Back to when his friends called him ‘Mr. Hurricane.’
“I loved the Miami Hurricanes,” Brian Rolle, the highly-touted OSU linebacker and captain from Immokalee, Fla., was saying after returning an interception 30 yards for a score in OSU’s 45-7 season-opening victory over Marshall last Thursday in steamy Ohio Stadium.
“Miami was the team I liked growing up ... And it was the only place I wanted to go,” he said. “I didn’t even think about being recruited. I just said, ‘I’m going to Miami.’ In high school, I wore my Miami stuff every day. My friend Richardson always called me ‘Mr. Hurricane’ because that’s all I wore.
“I went to a lot of their games. I mean a lot,” he said. “And those guys had swagger. You’d see guys out there like Antrell Rolle, Maurice Sikes, Sean Taylor ... And when somebody would make a big play, they were always celebrating, always having fun. That’s what I like about them. And if you watched me in high school, I was a guy who liked to bounce around and have fun.”
But by November of his senior year, Miami still hadn’t offered him a scholarship. And once he accepted Ohio State’s invitation to come to its Michigan game, he said he was hooked.
“I called my mother that night and said, ‘I’m gonna be a Buckeye.’ ... And today I wouldn’t change a thing,” he said.
Then, with a moment’s reflection on this Saturday’s game, when No. 13 Miami comes in to play the No. 2 Bucks, Rolle had to smile.
“This is why I tell everybody,” he said. “This one is personal for me.”
In a game drawing the attention of the college football world, a game with a festering back story and plenty of current familiarity, Miami versus OSU is “personal” for lots of folks.
Eight seasons ago, OSU and Miami met in the national title game at the Fiesta Bowl.
The ‘Canes were the defending national champs, were riding a 34-game winning streak and had a roster full of future pros. Ohio State, though unbeaten, was an 111/2-point underdog.
In what ended up one of the greatest championship games in history, OSU edged Miami, 31-24, in double overtime.
While OSU quarterback Terrelle Pryor thought current Miami players wouldn’t be caught up in the past, Rolle, who remembers watching the game with his family, shook his head.
“When I go back home, people say, ‘We can’t wait for that game.
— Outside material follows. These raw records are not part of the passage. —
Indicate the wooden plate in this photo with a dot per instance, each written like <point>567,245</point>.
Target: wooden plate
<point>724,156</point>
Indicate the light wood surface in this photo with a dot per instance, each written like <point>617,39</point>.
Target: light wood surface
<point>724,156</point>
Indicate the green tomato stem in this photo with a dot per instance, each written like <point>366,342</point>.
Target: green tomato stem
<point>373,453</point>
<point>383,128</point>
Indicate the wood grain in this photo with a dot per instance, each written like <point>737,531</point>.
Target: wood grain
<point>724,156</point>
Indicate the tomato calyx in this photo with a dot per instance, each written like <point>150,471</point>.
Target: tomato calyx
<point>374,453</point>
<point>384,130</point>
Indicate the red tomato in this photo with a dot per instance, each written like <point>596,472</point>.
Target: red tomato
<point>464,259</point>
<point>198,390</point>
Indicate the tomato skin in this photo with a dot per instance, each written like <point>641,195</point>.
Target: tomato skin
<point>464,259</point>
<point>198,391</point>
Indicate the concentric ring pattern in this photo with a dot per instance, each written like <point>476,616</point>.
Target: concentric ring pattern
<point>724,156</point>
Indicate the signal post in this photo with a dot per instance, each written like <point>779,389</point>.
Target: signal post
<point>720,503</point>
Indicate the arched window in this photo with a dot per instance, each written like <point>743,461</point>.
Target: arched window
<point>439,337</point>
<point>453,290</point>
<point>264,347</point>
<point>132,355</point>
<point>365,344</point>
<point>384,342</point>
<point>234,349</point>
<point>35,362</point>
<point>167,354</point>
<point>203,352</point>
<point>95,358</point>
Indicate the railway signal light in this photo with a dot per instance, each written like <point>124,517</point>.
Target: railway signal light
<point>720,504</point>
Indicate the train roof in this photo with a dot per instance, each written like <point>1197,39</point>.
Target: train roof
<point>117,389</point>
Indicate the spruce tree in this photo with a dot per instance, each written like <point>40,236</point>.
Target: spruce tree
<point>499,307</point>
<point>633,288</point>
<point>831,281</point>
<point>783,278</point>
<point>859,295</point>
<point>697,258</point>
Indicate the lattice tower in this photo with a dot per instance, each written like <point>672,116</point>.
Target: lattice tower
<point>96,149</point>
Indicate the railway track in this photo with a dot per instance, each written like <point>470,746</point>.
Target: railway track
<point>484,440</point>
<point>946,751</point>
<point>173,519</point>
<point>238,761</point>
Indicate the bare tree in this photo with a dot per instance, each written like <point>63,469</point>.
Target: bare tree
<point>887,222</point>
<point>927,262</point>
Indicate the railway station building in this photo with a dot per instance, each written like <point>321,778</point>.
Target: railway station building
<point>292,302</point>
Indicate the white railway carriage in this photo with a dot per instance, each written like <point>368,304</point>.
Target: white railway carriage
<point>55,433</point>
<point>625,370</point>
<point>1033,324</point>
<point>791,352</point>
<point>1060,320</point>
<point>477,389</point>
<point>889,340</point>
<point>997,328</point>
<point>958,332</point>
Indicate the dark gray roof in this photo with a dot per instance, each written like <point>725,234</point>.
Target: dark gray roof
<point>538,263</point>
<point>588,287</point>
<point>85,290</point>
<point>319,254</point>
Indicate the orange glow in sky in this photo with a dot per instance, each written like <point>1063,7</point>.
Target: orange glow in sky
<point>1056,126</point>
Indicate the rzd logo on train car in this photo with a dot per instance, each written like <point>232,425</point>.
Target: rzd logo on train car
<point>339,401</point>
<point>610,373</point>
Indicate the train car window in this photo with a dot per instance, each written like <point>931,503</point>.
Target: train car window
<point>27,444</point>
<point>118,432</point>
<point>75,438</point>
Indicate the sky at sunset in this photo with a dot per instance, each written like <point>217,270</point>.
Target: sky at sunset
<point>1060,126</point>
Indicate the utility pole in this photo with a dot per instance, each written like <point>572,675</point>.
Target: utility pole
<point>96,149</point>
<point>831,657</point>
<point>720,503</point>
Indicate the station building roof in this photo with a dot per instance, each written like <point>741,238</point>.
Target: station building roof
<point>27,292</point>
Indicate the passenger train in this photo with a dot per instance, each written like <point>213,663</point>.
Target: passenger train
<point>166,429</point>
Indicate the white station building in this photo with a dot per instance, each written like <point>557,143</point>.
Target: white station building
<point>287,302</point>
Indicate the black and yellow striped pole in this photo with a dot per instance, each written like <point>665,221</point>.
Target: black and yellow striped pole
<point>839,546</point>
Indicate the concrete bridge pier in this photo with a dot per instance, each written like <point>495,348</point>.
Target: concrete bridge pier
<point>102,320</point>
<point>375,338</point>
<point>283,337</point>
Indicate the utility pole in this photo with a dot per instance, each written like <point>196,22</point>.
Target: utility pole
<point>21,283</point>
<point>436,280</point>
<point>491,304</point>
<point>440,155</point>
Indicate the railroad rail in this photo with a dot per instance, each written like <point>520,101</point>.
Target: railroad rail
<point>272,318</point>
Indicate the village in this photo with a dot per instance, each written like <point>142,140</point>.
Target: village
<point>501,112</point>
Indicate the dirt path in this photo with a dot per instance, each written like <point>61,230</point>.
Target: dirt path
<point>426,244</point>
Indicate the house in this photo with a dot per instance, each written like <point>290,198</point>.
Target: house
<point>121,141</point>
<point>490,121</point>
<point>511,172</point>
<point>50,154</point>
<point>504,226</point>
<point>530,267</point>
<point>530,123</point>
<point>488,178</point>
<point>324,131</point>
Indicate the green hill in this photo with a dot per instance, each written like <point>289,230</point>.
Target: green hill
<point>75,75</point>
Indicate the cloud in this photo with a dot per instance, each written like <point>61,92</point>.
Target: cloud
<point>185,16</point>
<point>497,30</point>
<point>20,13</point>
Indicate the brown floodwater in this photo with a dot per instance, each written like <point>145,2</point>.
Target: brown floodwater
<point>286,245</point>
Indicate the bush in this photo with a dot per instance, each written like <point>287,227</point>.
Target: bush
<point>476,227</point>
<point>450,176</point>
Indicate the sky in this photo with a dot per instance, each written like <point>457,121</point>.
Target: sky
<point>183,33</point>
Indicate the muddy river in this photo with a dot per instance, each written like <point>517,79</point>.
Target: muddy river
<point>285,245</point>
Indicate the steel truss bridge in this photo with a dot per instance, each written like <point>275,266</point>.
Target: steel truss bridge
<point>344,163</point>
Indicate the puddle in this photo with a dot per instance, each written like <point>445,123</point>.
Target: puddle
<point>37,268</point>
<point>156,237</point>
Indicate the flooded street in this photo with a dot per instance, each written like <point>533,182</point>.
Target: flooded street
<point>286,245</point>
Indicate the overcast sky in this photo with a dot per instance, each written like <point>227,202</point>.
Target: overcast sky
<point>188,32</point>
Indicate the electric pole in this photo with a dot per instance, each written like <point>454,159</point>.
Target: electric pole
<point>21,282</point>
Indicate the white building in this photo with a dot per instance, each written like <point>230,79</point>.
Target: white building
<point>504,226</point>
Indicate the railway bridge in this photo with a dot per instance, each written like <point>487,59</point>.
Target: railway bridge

We’re gonna get you back,’” he said.
OSU center Mike Brewster, who is from Orlando, agreed.
“They’re going to be looking at it as payback for ‘02,” he said.
In fact, after Miami’s 45-0 victory over Florida A&M in its season opener Thursday, a couple of Hurricane players told reporters how former ‘Canes had returned to campus over the summer and singled out this game as the one where a Miami victory could help right a past wrong.